At the traffic light by the Harbor Towers, the engine hummed happily as it guzzled a few gallons of gas a minute, and two attractive young women crossed in front of the car. They looked like office workers: Both wore tight but drab skirts and blouses under wrinkled raincoats. Their dark panty hose disappeared at the ankles into identical white tennis shoes. They walked with just a hint of uncertainty, as if the pavement were sponge, and the quick laugh of the redhead was a bit too loud.

The brunette’s eyes met mine and I smiled the innocuous smile of one human soul acknowledging another on a soft, quiet night in an often bustling city.

She smiled back and then her friend hiccupped loudly and they both fell into each other and laughed uproariously as they reached the curb.

I pulled away, slid onto the central artery, with the dark green expressway girded above me, found myself thinking I was a pretty odd guy if a smile from a tipsy woman could still lift my spirits as easily as it had.

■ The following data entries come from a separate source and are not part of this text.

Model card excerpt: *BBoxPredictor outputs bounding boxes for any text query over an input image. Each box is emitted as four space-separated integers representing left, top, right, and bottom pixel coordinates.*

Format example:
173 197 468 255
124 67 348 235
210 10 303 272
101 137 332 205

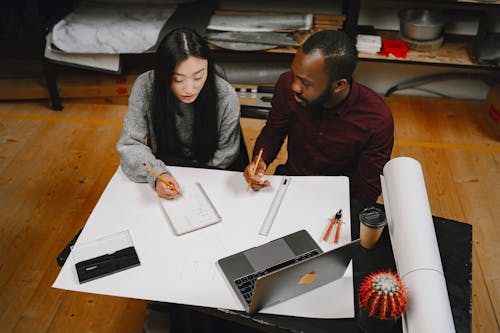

But it was an odd world, too often populated with Kevin Hurlihys and Fat Freddy Constantines and people like a woman I’d read about in the paper this morning who’d left her three children to fend for themselves in a rat-infested apartment while she went on a four-day bender with her latest boyfriend. When child welfare officials entered her apartment, they had to pull one of the kids, screaming, from the mattress his bedsores had fastened him to. It sometimes seemed in a world like this—on a night when I was filled with a growing sense of dread about a client who was being threatened for unknown reasons by unknown forces whose unknown motives couldn’t possibly be good enough—that a smile from a woman shouldn’t have any effect. But it did.